Upwardly Revised Credit Growth Forecast
Setty stated that SBI expects credit to expand by 12-14% in FY26, an upward revision from earlier guidance. This growth is supported by steady retail, agriculture, and MSME lending, along with a notable pickup in corporate borrowing.
View on RBI Policy and Economic Dynamics
Setty noted that the upcoming monetary policy review will be shaped by the interplay between India's robust growth and relatively soft inflation. While the rupee's recent weakness and slower deposit growth have raised market questions, he emphasized that policy rate decisions hinge primarily on the growth-inflation dynamics. The strong Q2 GDP print has shifted expectations toward a rate pause, though food inflation remains a key variable for the RBI.
Credit Demand Across Sectors
The Chairman reassured that the bank is not seeing overheating in any specific sector. Key observations include:
- Retail, agriculture, and MSME portfolios have been expanding at a steady 14-15% for several quarters.

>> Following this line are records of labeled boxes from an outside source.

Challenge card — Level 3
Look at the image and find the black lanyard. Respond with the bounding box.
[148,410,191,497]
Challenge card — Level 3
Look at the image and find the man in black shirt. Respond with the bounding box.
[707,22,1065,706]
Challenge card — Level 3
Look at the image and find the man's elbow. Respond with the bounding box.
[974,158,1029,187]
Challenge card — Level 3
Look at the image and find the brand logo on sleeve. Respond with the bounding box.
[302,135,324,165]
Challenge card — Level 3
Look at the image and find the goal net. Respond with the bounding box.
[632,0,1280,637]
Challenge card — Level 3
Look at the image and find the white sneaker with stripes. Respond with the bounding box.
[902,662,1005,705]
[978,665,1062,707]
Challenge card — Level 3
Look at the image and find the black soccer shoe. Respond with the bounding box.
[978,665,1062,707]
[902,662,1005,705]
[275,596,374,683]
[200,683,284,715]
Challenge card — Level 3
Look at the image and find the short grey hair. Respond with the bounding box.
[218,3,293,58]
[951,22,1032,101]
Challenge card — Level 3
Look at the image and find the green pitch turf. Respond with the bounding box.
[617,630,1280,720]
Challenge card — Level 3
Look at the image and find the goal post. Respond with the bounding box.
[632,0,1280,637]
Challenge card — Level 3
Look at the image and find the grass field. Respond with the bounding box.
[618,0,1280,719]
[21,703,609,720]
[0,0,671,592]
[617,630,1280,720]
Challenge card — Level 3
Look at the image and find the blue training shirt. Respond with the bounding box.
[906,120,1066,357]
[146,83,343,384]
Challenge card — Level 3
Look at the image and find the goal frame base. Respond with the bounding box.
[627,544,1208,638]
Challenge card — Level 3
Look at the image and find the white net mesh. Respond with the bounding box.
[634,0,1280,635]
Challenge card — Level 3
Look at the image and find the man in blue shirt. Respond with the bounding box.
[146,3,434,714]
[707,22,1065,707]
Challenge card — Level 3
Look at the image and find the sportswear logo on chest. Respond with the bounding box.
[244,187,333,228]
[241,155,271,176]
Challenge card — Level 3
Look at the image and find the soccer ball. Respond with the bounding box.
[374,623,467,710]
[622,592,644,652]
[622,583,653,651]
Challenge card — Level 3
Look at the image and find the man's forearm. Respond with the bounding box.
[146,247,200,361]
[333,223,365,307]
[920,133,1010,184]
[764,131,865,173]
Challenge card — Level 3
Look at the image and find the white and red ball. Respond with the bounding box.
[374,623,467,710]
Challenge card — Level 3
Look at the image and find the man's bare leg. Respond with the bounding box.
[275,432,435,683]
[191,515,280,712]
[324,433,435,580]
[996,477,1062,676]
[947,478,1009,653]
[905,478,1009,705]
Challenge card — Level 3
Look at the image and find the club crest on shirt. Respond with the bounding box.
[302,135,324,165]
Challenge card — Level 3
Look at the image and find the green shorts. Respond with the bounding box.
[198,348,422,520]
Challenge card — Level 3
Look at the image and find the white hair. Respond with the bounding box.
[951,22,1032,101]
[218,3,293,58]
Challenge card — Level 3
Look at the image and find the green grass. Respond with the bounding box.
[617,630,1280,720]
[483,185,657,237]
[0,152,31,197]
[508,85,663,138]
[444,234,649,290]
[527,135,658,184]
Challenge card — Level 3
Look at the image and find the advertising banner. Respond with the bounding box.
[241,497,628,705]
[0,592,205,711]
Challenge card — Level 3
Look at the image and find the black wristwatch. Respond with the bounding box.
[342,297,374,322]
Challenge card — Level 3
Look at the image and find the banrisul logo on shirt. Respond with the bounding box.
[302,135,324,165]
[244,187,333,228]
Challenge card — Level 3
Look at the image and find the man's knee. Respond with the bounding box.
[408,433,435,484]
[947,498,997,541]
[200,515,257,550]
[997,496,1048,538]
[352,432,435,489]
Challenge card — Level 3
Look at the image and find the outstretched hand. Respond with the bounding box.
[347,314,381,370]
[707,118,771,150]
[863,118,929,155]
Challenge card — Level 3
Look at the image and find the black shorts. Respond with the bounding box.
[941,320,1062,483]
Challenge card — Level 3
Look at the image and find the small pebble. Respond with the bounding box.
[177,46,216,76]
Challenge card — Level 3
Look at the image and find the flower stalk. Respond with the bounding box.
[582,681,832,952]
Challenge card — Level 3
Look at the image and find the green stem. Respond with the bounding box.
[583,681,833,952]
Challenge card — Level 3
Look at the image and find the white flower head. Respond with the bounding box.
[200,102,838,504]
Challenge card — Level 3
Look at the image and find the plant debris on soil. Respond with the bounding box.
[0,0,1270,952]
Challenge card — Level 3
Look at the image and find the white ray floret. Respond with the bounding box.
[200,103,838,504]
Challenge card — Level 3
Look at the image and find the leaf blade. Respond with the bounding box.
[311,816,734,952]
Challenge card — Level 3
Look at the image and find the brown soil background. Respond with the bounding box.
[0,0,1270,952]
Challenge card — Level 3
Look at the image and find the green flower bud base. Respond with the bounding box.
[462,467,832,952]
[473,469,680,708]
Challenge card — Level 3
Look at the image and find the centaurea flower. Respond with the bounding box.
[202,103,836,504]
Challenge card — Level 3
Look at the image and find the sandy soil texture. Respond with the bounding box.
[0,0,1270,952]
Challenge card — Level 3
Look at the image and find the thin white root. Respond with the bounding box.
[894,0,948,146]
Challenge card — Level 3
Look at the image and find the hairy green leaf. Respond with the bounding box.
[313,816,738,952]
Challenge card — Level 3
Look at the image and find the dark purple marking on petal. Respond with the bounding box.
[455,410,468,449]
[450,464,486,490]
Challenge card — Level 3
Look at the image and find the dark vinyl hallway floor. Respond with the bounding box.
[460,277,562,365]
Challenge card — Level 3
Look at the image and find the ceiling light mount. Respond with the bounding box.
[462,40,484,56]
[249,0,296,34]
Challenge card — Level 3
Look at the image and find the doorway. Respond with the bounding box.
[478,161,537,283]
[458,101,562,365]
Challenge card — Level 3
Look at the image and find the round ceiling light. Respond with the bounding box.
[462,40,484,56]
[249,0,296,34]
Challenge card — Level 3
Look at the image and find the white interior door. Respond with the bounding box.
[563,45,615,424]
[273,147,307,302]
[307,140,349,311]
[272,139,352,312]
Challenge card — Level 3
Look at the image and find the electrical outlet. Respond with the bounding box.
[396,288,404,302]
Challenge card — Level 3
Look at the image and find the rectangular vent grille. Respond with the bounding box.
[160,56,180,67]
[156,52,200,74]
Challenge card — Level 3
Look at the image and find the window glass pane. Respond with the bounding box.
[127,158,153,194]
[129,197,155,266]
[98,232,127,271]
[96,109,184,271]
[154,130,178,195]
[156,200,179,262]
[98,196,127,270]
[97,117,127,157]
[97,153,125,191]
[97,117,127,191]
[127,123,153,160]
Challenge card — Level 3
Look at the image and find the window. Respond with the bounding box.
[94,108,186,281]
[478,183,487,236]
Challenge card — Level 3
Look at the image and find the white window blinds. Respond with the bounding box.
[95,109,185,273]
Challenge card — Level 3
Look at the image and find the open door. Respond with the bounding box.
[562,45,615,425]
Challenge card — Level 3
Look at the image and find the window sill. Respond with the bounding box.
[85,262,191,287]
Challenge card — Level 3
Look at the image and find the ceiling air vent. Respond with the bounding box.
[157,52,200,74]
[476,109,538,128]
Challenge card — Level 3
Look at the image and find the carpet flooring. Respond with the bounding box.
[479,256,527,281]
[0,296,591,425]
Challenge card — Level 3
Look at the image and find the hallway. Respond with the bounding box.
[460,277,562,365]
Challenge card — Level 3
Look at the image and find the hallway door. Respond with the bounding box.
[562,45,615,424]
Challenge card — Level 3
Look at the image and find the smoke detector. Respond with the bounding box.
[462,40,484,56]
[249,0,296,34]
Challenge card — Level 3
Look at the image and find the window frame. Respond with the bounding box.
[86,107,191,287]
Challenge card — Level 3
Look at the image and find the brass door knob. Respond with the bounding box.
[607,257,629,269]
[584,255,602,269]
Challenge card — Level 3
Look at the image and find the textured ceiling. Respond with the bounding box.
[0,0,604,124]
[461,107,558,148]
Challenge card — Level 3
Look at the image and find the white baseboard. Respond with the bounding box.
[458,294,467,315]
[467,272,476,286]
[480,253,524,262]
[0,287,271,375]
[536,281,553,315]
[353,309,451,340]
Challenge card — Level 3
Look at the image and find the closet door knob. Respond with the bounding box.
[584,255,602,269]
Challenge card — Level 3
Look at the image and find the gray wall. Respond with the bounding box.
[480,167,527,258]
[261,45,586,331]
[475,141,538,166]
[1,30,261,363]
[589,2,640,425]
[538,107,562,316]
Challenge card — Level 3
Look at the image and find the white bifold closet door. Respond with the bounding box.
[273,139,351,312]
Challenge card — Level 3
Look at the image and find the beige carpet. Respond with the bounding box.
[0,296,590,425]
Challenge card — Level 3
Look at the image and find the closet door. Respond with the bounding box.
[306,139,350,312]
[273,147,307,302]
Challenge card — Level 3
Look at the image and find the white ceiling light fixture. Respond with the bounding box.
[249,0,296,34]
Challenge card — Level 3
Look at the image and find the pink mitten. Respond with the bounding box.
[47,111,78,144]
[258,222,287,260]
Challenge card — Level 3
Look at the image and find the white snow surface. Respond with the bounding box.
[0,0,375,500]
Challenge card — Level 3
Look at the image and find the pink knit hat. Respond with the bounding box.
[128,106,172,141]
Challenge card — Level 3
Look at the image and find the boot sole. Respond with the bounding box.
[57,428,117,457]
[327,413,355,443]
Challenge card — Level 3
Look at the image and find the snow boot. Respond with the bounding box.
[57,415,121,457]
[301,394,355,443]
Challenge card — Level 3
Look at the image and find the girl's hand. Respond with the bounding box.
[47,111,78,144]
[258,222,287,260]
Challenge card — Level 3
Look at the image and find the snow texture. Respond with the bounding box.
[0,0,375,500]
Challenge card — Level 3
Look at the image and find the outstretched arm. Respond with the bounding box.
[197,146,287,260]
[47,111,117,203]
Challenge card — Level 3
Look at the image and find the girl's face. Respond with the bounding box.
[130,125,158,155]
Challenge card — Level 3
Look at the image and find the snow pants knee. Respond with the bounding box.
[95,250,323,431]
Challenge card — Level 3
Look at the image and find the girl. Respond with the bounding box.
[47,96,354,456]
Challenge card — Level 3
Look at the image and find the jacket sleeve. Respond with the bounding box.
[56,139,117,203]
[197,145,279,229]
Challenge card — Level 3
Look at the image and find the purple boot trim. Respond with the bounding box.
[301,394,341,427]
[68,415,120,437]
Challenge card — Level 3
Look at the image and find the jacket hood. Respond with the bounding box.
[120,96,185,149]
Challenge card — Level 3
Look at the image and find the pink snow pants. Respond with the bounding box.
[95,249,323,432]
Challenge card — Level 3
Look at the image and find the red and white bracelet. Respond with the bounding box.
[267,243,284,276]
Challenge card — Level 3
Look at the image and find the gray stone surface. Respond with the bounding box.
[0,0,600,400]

- Corporate credit is now sustaining double-digit growth, driven by improved utilization of working capital limits.
- Increased drawdowns from previously sanctioned term loans signal stronger project activity.
- Early-stage capital expenditure discussions are emerging in sectors like renewable energy, roads, data centers, and refineries.
Outlook on Margins
Setty expressed confidence that effective liability management would help SBI maintain its net interest margin (NIM) above 3% through the current financial year, a level the bank aims to protect.